You asked a question, I gave you the best simple answer I could.
Look at their own picture and tell me the receiver is fully heat treated. It isn't, never have been. They are spot treated at the hammer and trigger pin axis holes. Just as you should do if you are building from a non-heat treated flat. The problem is the rest of the receiver is not heat treated. You don't heat treat at 575 degrees. You first heat the metal up to a temperature over 1,000 degrees (for the homebuilder, cherry red is sometimes recommended but the exact temperatures are available depending on the type of steel and carbon content %) and quench it, then you heat the metal up to the lower temperature and place it in sand (for the home heat treatment) and let it cool slowly, I believe this is for tempering or annealing one or the other.
I have posted the instructions before. The people actually in the business of building receivers will use a commercial heat treating oven or kiln to maintain the correct temperatures for heat treating with the receivers most likely in a jig to prevent them from warping during the process. Just because OOW uses the home builders process doesn't mean that is the correct way to do it for a commercial receiver.
It isn't the way the Russians, Bulgarian, Romanians, etc. did it, they fully heat treat their receivers for a reason.
Nodakspud and Armory were able to fully heat treat their receivers, not spot treat.

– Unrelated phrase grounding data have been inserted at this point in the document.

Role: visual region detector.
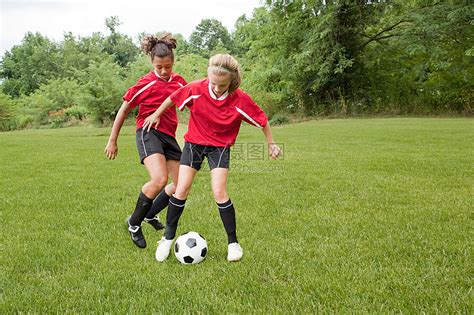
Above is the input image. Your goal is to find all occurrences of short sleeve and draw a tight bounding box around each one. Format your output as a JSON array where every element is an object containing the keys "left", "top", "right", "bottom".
[
  {"left": 177, "top": 75, "right": 188, "bottom": 87},
  {"left": 170, "top": 83, "right": 199, "bottom": 111},
  {"left": 123, "top": 75, "right": 155, "bottom": 108},
  {"left": 236, "top": 90, "right": 268, "bottom": 128}
]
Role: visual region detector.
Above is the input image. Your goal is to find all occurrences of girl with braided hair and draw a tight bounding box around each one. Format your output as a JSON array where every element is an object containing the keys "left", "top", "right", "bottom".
[
  {"left": 105, "top": 33, "right": 187, "bottom": 249},
  {"left": 143, "top": 54, "right": 282, "bottom": 262}
]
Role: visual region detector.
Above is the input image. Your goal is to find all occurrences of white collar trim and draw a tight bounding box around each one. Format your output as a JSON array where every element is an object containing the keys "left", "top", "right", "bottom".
[
  {"left": 208, "top": 82, "right": 229, "bottom": 101},
  {"left": 154, "top": 70, "right": 173, "bottom": 82}
]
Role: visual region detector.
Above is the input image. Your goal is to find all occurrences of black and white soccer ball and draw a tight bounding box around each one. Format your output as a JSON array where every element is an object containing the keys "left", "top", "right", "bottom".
[{"left": 174, "top": 231, "right": 208, "bottom": 264}]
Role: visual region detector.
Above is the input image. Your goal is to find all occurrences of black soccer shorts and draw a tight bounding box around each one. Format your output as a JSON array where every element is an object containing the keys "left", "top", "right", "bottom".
[
  {"left": 180, "top": 141, "right": 230, "bottom": 171},
  {"left": 136, "top": 128, "right": 182, "bottom": 164}
]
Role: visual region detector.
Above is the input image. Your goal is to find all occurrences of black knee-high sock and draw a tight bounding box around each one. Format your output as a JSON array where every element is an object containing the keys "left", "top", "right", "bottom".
[
  {"left": 218, "top": 199, "right": 237, "bottom": 244},
  {"left": 145, "top": 189, "right": 170, "bottom": 219},
  {"left": 129, "top": 192, "right": 153, "bottom": 226},
  {"left": 164, "top": 196, "right": 186, "bottom": 240}
]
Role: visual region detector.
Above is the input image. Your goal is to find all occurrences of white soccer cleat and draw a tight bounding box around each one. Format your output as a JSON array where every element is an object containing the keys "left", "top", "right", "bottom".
[
  {"left": 155, "top": 237, "right": 173, "bottom": 262},
  {"left": 227, "top": 242, "right": 243, "bottom": 262}
]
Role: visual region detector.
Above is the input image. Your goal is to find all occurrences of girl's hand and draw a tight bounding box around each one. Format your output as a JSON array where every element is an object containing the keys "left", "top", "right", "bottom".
[
  {"left": 268, "top": 143, "right": 282, "bottom": 160},
  {"left": 143, "top": 112, "right": 160, "bottom": 132},
  {"left": 105, "top": 140, "right": 118, "bottom": 160}
]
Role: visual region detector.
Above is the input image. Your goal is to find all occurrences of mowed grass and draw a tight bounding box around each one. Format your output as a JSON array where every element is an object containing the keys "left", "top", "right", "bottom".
[{"left": 1, "top": 118, "right": 472, "bottom": 313}]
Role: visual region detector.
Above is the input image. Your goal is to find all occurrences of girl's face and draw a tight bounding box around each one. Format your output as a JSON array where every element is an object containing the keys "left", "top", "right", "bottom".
[
  {"left": 208, "top": 70, "right": 231, "bottom": 98},
  {"left": 152, "top": 56, "right": 173, "bottom": 81}
]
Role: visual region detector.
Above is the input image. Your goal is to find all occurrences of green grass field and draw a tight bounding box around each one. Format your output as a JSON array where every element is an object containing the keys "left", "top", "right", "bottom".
[{"left": 1, "top": 118, "right": 472, "bottom": 313}]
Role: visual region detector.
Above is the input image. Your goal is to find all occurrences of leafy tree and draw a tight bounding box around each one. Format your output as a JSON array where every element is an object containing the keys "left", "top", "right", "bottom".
[
  {"left": 189, "top": 19, "right": 234, "bottom": 57},
  {"left": 359, "top": 1, "right": 473, "bottom": 114},
  {"left": 174, "top": 33, "right": 192, "bottom": 57},
  {"left": 238, "top": 0, "right": 473, "bottom": 115},
  {"left": 77, "top": 58, "right": 127, "bottom": 124},
  {"left": 174, "top": 54, "right": 208, "bottom": 82},
  {"left": 102, "top": 16, "right": 139, "bottom": 67},
  {"left": 59, "top": 32, "right": 111, "bottom": 78},
  {"left": 1, "top": 32, "right": 61, "bottom": 97},
  {"left": 232, "top": 14, "right": 250, "bottom": 57},
  {"left": 124, "top": 54, "right": 153, "bottom": 88},
  {"left": 259, "top": 0, "right": 383, "bottom": 114},
  {"left": 408, "top": 3, "right": 473, "bottom": 113},
  {"left": 36, "top": 78, "right": 85, "bottom": 111}
]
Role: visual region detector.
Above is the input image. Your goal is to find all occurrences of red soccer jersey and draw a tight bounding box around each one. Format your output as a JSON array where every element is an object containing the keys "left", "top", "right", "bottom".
[
  {"left": 123, "top": 71, "right": 187, "bottom": 137},
  {"left": 170, "top": 78, "right": 268, "bottom": 147}
]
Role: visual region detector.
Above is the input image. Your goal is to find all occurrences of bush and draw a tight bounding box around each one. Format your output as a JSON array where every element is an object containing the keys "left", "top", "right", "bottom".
[
  {"left": 17, "top": 114, "right": 34, "bottom": 129},
  {"left": 77, "top": 58, "right": 127, "bottom": 124},
  {"left": 65, "top": 105, "right": 89, "bottom": 120},
  {"left": 269, "top": 113, "right": 289, "bottom": 125},
  {"left": 37, "top": 78, "right": 85, "bottom": 110},
  {"left": 0, "top": 93, "right": 19, "bottom": 131},
  {"left": 15, "top": 92, "right": 54, "bottom": 126}
]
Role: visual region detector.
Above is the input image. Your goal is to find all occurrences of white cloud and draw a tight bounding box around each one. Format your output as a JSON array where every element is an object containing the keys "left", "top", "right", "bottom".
[{"left": 1, "top": 0, "right": 262, "bottom": 56}]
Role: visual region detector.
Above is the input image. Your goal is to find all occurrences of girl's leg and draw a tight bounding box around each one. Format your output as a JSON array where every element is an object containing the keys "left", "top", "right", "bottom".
[
  {"left": 211, "top": 168, "right": 235, "bottom": 242},
  {"left": 128, "top": 153, "right": 168, "bottom": 248},
  {"left": 142, "top": 153, "right": 169, "bottom": 197},
  {"left": 155, "top": 165, "right": 197, "bottom": 262},
  {"left": 166, "top": 159, "right": 180, "bottom": 194},
  {"left": 165, "top": 164, "right": 197, "bottom": 239},
  {"left": 211, "top": 167, "right": 243, "bottom": 261},
  {"left": 144, "top": 159, "right": 180, "bottom": 227}
]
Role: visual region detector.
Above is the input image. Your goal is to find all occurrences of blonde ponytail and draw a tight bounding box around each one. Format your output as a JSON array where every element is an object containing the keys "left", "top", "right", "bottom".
[{"left": 208, "top": 54, "right": 242, "bottom": 94}]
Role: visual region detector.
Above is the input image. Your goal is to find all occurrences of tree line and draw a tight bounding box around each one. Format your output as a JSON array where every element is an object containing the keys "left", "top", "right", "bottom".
[{"left": 0, "top": 0, "right": 472, "bottom": 131}]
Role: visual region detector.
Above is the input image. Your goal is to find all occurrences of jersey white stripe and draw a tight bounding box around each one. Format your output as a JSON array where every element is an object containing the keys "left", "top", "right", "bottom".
[
  {"left": 235, "top": 106, "right": 262, "bottom": 128},
  {"left": 178, "top": 95, "right": 201, "bottom": 110},
  {"left": 129, "top": 80, "right": 156, "bottom": 104}
]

They have a certain number that would warp and those were discarded.
If you want a substandard rifle with a possibly soft receiver that may fail earlier than a fully heat treated one then buy it. I would rather have a fully heat treated one when they are available for the same price range.
Heat treating a flatSurplus rifles AK-47 heat treating guide, (pictures look familiar)

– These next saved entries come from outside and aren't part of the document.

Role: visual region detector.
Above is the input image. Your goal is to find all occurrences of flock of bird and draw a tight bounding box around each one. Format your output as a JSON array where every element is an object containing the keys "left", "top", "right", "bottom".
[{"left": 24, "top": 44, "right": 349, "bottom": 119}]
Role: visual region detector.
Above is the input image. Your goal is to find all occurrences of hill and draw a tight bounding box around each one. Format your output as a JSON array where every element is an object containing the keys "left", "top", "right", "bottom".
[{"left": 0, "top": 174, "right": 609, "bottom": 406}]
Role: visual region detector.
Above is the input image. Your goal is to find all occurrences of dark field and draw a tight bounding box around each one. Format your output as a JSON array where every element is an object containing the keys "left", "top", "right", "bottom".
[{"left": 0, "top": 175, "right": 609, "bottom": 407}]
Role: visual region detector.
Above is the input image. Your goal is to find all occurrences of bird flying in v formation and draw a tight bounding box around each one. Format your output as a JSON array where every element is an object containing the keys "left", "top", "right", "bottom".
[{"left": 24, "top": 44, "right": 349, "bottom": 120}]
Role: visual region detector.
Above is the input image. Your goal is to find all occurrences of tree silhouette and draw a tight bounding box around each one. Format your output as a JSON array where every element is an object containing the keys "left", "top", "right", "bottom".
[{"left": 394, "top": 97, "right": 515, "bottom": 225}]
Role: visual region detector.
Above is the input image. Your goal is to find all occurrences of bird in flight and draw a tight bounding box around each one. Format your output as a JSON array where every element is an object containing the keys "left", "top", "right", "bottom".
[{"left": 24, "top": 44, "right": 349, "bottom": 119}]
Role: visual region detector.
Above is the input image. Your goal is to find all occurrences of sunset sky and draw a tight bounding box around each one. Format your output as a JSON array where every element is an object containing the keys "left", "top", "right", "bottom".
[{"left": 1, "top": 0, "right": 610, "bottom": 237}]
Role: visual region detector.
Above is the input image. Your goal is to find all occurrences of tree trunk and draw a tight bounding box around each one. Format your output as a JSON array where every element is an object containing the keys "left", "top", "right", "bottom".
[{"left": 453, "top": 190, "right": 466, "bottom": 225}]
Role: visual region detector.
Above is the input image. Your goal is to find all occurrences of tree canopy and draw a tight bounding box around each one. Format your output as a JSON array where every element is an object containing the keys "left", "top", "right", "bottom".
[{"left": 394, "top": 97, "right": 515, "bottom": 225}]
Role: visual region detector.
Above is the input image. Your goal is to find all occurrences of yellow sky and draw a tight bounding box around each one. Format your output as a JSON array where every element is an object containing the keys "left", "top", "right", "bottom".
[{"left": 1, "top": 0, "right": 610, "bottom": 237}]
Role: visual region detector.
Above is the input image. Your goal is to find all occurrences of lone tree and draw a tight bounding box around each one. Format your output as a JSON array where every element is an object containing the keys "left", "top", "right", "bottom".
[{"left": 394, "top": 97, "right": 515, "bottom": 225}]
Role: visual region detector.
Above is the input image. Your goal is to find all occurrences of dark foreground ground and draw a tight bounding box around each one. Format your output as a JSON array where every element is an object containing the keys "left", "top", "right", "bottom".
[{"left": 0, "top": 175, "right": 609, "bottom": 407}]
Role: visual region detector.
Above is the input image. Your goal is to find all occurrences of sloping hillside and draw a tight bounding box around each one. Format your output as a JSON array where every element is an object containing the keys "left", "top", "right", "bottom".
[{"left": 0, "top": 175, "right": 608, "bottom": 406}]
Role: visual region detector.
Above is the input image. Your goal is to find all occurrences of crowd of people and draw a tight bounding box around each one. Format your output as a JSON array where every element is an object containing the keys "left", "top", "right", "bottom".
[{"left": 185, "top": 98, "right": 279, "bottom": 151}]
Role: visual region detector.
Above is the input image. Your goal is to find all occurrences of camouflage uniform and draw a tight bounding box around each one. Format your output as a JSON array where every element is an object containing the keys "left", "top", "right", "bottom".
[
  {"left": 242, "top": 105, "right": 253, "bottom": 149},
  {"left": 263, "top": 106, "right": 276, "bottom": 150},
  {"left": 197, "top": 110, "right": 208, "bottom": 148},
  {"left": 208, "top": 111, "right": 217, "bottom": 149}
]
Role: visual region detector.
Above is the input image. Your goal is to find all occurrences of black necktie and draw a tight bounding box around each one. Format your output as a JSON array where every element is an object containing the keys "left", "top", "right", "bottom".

Typically steel is heat treated in a multi-step process. First it is heated to create a solid solution of iron and carbon in a process called austenizing. Austenizing is followed by quenching to produce a martensitic microstructure. The steel is then tempered by heating between the ranges of 150°C-260°C (300°F-500°F) and 370°C-650°C (700°F-1200°F).
Tempering in the range of 260°C-370°C (500°F-700°F) is sometimes avoided to reduce temper brittling. The steel is held at that temperature until the carbon trapped in the martensite diffuses to produce a chemical composition with the potential to create either bainite or pearlite (a crystal structure formed from a mixture of ferrite and cementite).